# **Module `pepper.cython.ufuncs`**

# **`is_constant`** non Cython

## La fonction

In [1]:
import numpy as np
import pandas as pd

from typing import Iterable, Union

def is_constant(x: Iterable[Union[int, float, str]]) -> bool:
    """
    Check if all elements in the group are equal.

    Parameters
    ----------
    x : iterable
        The group of elements to be checked.

    Returns
    -------
    bool
        True if all elements are equal or if the group has one element,
        otherwise False.
    """
    if isinstance(x, (list, tuple)):
        # Don't do this: return len(set(x)) <= 1
        x = np.array(x)
    if isinstance(x, pd.Series):
        return x.empty or x.eq(x.iloc[0]).all()
    if isinstance(x, np.ndarray):
        return len(x) < 1 or np.all(x == x[0])

## Tests unitaires

In [90]:
# Test cases

# Case 1: All elements in the group are equal
group1 = [1, 1, 1, 1]
result1 = is_constant(group1)
print(f"Case 1: {result1}")  # Expected output: True

# Case 2: Group has only one element
group2 = [2]
result2 = is_constant(group2)
print(f"Case 2: {result2}")  # Expected output: True

# Case 3: Group has different elements
group3 = [3, 4, 5, 6]
result3 = is_constant(group3)
print(f"Case 3: {result3}")  # Expected output: False

# Case 4: Empty group
group4 = []
result4 = is_constant(group4)
print(f"Case 4: {result4}")  # Expected output: True

Case 1: True
Case 2: True
Case 3: False
Case 4: True


## Test sur un **`groupby`**

In [91]:
import pandas as pd

# Create a sample DataFrame
data = {
    'Category': ['A', 'A', 'B', 'B', 'C'],
    'Value': [1, 1, 2, 3, 4]
}

df = pd.DataFrame(data)
display(df)

# Group by 'Category' column and apply the all_equal function
grouped = df.groupby("Category")
aggregated = grouped.agg({
    "Value": ["sum", "size", tuple, is_constant]
})

print(aggregated)

Unnamed: 0,Category,Value
0,A,1
1,A,1
2,B,2
3,B,3
4,C,4


         Value                         
           sum size   tuple is_constant
Category                               
A            2    2  (1, 1)        True
B            5    2  (2, 3)       False
C            4    1    (4,)        True


## Alternatives

In [None]:
import pandas as pd
import numpy as np

s = pd.Series([1, 1, 1, 1])
print(s.eq(s.iloc[0]).all())
print((s == s[0]).all())
print(np.all(s == s[0]))
print(len(set(s)) == 1)

True
True
True
True


## Benchmark **`timeit`**

In [82]:
import pandas as pd
import numpy as np
import timeit

N = 1_000_000
n_iter = 1_000

# Créer des séquences de données égales et inégales
equal_data = [1] * N
unequal_data = [1] * (N - 1) + [2]

s_equal = pd.Series(equal_data)
s_unequal = pd.Series(unequal_data)

arr_equal = np.array(equal_data)
arr_unequal = np.array(unequal_data)

# Fonctions alternatives pour tester l'égalité
def method1():
    return s_equal.eq(s_equal.iloc[0]).all()

def method2():
    return (s_equal == s_equal[0]).all()

def method3():
    return np.all(s_equal == s_equal[0])

# Very bad perfs !
def method4():
    return len(set(s_equal)) == 1

# Exécuter le benchmark pour les séquences égales
print("Benchmark pour des séquences égales :")
print("Method 1:", timeit.timeit(method1, number=n_iter))
print("Method 2:", timeit.timeit(method2, number=n_iter))
print("Method 3:", timeit.timeit(method3, number=n_iter))
# print("Method 4:", timeit.timeit(method4, number=n_iter))

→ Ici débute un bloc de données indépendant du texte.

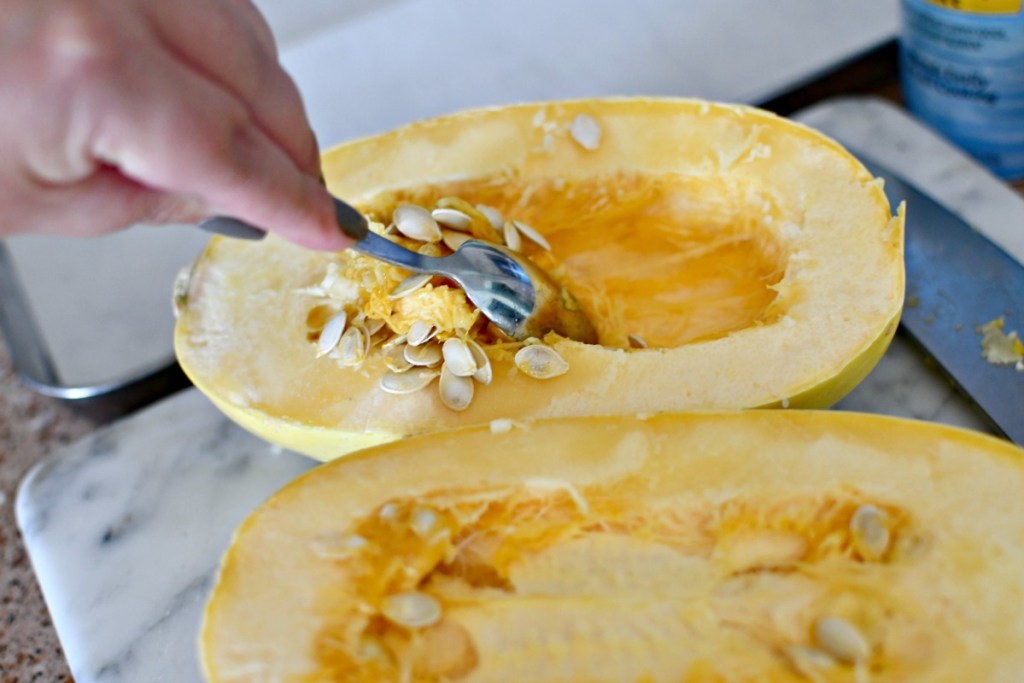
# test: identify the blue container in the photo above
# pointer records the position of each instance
(962, 65)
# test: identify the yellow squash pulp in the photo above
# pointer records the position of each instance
(763, 546)
(728, 259)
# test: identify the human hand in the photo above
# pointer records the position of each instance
(117, 112)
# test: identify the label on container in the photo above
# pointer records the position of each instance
(981, 6)
(963, 73)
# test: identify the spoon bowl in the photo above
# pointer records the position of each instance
(513, 293)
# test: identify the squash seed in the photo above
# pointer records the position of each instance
(531, 233)
(636, 341)
(512, 238)
(412, 609)
(586, 131)
(869, 532)
(420, 333)
(397, 340)
(410, 285)
(424, 522)
(318, 315)
(493, 215)
(331, 334)
(337, 546)
(394, 358)
(408, 382)
(416, 222)
(374, 325)
(424, 355)
(458, 357)
(483, 373)
(453, 218)
(841, 639)
(453, 239)
(456, 392)
(354, 346)
(541, 361)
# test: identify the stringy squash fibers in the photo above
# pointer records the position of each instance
(764, 546)
(728, 258)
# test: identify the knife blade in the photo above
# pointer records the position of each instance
(957, 281)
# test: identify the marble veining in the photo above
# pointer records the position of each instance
(126, 528)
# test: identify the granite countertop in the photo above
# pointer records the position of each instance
(32, 426)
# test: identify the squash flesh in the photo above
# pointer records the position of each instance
(671, 258)
(700, 547)
(782, 287)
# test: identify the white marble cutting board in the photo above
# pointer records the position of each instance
(126, 527)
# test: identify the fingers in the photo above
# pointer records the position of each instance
(171, 129)
(228, 43)
(104, 199)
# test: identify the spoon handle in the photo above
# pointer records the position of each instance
(350, 221)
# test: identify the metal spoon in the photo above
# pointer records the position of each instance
(517, 296)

# Exécuter le benchmark pour les séquences inégales
print("\nBenchmark pour des séquences inégales :")
print("Method 1:", timeit.timeit(lambda: method1(), number=n_iter))
print("Method 2:", timeit.timeit(lambda: method2(), number=n_iter))
print("Method 3:", timeit.timeit(lambda: method3(), number=n_iter))
# print("Method 4:", timeit.timeit(lambda: method4(), number=n_iter))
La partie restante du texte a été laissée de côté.